Finalmente (e), no se explica la invocación de los acuerdos adoptados en la junta de 11 de abril de 2018, en la que se pretendía una previa ampliación de capital, cuando se reconoce que sí fue impugnada por ICONOS, y tramitada en el Juzgado de lo Mercantil nº 2 de Murcia, si se puso fin al procedimiento fue porque la SAD en las medidas cautelares reconoció que dejaba sin efecto el acuerdo, por lo que había una carencia sobrevenida ( art 22LEC). No solo es falaz el argumento de que el archivo implicó consentimiento de su falta de legitimación como socio, sino que la actuación de la SAD al dejar sin efecto el acuerdo impugnado lo que revela es un reconocimiento de la condición de socio de ICONOS, o cuanto menos de tercero interesado

14. Igual suerte corren las restantes alegaciones vertidas en el mismo apartado de actos propios, pero que obedecen a distinta trascendencia jurídica

En primer lugar, la invocación del art 206.5 LSC ( 'No podrá alegar defectos de forma en el proceso de adopción del acuerdo quien habiendo tenido ocasión de denunciarlos en el momento oportuno, no lo hubiera hecho.') por no impugnación de la convocatoria carece de rigor, ya que el que no impugnara el acuerdo del consejo de administración de convocatoria de la junta general no determina que no pueda impugnar los acuerdos de la junta cuando los defectos se producen por defectos en la constitución de la junta, o por considerar el contenido de acuerdo contrario a la ley.
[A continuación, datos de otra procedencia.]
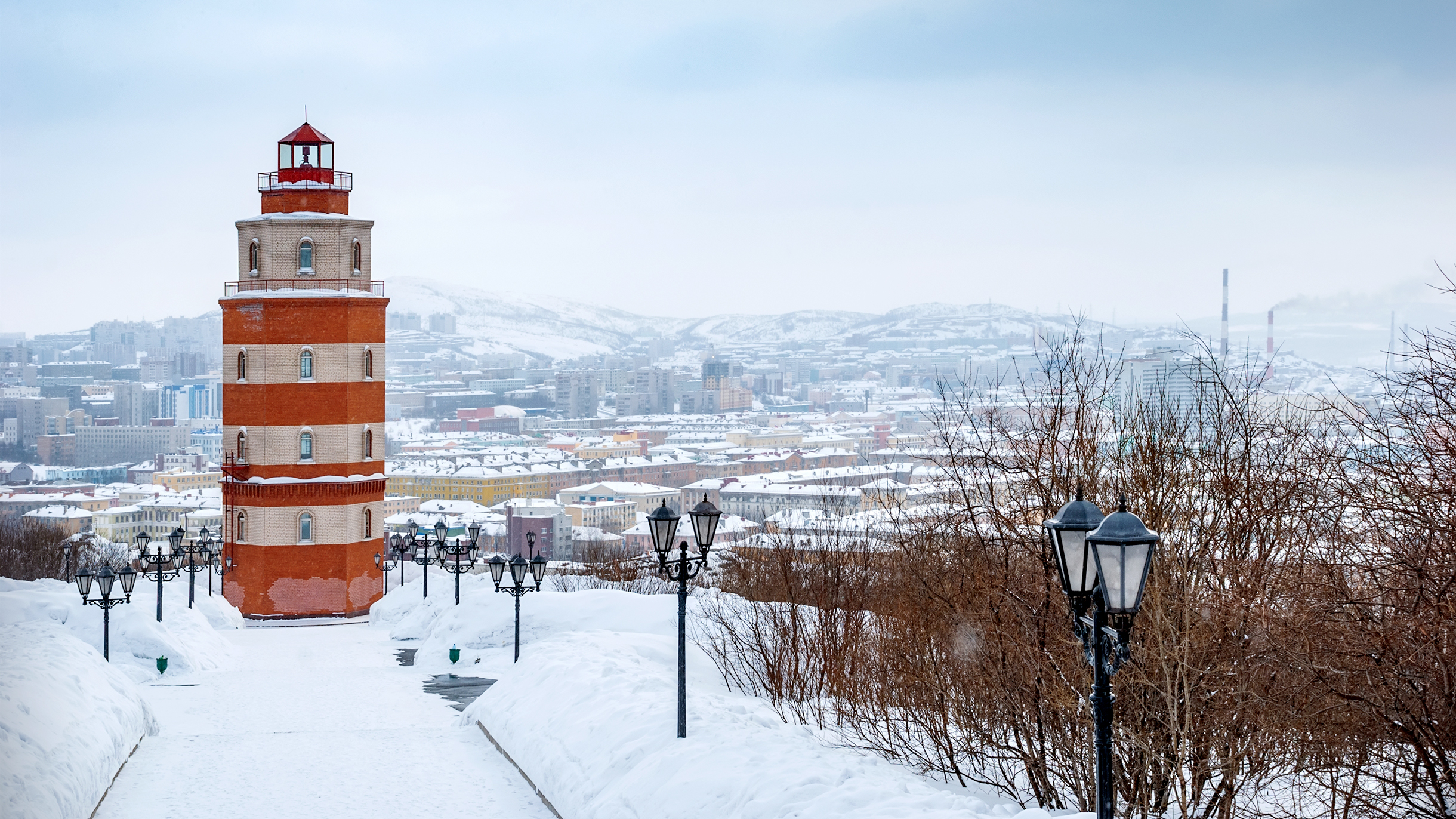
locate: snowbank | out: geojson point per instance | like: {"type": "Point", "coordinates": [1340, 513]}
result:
{"type": "Point", "coordinates": [67, 718]}
{"type": "Point", "coordinates": [67, 722]}
{"type": "Point", "coordinates": [187, 638]}
{"type": "Point", "coordinates": [590, 715]}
En segundo lugar, la renuncia de las medidas cautelares de suspensión del acuerdo de ampliación de capital ninguna relevancia tiene para la suerte de la impugnación. Al margen del escaso acierto de la sentencia en su referencia, en ningún caso en el auto de esta Audiencia Provincial dictado en la pieza de medidas cautelares se reprochaba a la parte actora el desistimiento de la medida de suspensión preventiva de la ampliación de capital como acto contradictorio con la continuación de la impugnación. Lo único que se decía es que para evitar el riesgo de la pérdida del control accionarial, la medida de anotación preventiva de demanda no era hábil, sino la suspensión del acuerdo social. Rechazamos, por subjetiva y manifiestamente interesada, la lectura del auto dictado por este Tribunal, que no prejuzga para nada la procedencia de la impugnación, pues siquiera entró a analizar la apariencia de buen derecho

15.Por consiguiente, la junta fue celebrada sin asistencia del socio que representaba más de 84% del capital social, al que se impidió el derecho de voto, por lo que la falta de validez del acuerdo adoptado e impugnado es evidente, sin que empece a ello la intervención notarial invocada por la SAD, ya que más allá de la función que pueda tener encomendada el notario, el monopolio del control de legalidad se residencia en los tribunales de justicia ( art 1 y 117 CE)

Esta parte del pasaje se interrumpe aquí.